Da stirbt der Traum eines demokratischen Sozialismus in der DDR einen unrühmlichen Tod. Die verbotenen Filme sind dennoch das, was der DEFA zur höchsten Ehre gereicht: Sie war von Anfang bis Mitte der 60er Jahre künstlerische Avantgarde und stand zugleich an der Spitze der Reformpolitik: »Karla« von Herrmann Zschoche mit der großartigen Jutta Hoffmann als junger Lehrerin, die gegen den Jasager-Opportunismus kämpft, »Das Kaninchen bin ich« von Kurt Maetzig über einen moralisch verkommenen Richter. »Jahrgang 45« von Jürgen Böttcher mit Rolf Römer wagt sich ästhetisch am weitesten vor, Ralf Kirstens Barlach-Film »Der verlorene Engel« wird zu einer Parabel auf Kunst und Macht - und über allen steht Frank Beyers »Spur der Steine« mit Manfred Krug und Eberhard Esche.

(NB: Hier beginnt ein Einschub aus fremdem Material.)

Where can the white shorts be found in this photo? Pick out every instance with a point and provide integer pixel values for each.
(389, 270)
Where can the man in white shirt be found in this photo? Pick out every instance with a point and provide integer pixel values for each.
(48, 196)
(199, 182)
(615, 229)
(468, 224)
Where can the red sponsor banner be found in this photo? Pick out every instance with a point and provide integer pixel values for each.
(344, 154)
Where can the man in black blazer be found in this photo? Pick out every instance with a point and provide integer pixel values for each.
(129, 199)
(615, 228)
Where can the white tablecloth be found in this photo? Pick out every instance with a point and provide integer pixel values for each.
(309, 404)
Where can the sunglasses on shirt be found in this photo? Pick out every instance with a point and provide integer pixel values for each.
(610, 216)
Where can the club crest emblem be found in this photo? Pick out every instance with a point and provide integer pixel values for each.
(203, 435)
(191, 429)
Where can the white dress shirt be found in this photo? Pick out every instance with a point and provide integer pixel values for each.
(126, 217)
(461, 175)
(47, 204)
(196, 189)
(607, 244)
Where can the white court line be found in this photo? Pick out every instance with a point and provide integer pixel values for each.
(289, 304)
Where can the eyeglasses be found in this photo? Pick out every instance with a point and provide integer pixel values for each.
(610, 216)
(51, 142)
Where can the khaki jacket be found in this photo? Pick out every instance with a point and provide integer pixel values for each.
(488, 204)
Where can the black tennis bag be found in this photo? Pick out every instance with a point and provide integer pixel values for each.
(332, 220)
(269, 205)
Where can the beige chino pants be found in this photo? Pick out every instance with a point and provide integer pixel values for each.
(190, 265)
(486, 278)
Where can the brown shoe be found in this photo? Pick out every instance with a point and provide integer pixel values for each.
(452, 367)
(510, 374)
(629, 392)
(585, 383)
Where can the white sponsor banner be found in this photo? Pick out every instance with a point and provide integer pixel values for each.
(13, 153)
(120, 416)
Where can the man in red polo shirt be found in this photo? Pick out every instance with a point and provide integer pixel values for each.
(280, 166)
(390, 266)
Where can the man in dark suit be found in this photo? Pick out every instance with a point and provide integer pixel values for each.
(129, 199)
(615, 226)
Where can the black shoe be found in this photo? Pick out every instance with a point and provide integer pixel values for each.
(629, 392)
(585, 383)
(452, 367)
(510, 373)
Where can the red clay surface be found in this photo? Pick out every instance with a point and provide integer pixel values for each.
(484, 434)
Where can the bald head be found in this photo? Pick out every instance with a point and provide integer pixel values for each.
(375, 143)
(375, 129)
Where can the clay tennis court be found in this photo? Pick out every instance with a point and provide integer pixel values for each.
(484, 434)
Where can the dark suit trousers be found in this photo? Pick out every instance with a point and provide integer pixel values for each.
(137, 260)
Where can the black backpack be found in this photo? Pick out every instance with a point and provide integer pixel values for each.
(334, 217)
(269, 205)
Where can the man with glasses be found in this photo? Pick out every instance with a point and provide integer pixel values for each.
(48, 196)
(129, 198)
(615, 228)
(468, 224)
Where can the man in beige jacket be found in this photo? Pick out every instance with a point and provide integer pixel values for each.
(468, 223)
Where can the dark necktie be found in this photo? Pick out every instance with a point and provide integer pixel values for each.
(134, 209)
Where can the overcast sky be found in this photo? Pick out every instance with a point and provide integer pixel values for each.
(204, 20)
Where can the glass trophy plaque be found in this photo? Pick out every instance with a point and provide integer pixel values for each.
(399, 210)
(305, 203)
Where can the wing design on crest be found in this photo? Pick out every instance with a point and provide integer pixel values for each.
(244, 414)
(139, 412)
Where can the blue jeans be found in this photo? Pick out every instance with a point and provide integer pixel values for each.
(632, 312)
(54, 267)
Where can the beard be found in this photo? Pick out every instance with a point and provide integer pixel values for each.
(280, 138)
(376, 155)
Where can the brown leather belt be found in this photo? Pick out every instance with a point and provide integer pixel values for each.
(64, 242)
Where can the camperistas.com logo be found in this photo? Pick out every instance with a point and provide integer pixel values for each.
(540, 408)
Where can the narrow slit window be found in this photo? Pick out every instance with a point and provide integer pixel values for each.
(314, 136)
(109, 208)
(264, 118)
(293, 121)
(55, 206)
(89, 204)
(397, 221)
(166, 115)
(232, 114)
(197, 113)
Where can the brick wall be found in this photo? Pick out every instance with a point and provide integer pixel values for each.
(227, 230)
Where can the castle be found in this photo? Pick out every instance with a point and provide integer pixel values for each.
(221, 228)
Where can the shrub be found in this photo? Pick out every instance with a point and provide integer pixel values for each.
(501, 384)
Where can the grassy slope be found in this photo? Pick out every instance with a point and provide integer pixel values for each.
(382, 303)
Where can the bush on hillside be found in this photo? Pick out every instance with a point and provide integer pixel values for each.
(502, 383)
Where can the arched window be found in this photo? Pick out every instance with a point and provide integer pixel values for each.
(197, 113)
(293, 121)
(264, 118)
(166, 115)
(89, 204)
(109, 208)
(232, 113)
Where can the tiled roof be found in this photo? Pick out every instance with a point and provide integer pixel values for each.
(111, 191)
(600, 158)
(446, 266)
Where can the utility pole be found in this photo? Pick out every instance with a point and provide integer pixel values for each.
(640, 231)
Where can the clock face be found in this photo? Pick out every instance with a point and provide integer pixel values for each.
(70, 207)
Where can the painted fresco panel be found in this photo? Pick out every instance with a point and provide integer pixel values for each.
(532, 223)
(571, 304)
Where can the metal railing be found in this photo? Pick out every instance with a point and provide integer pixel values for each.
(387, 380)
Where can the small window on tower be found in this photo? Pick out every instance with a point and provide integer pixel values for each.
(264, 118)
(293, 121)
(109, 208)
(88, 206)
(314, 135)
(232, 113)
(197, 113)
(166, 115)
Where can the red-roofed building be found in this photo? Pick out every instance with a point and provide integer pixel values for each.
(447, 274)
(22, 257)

Vertane Wirkungsmöglichkeiten, Ergebnis einer zynischen Machtpolitik, die sich keines Besseren belehren ließ. Heute kann man diese Filme sehen - dank der 1998 gegründeten DEFA-Stiftung und den Icestorm-DVDs. Man sollte sie sehen, denn sie sind, wie Kurt Maetzig sagte, das Bildgedächtnis eines untergegangenen Landes.

Gunnar Decker, Jahrgang 1965, ist freier Autor für »nd«.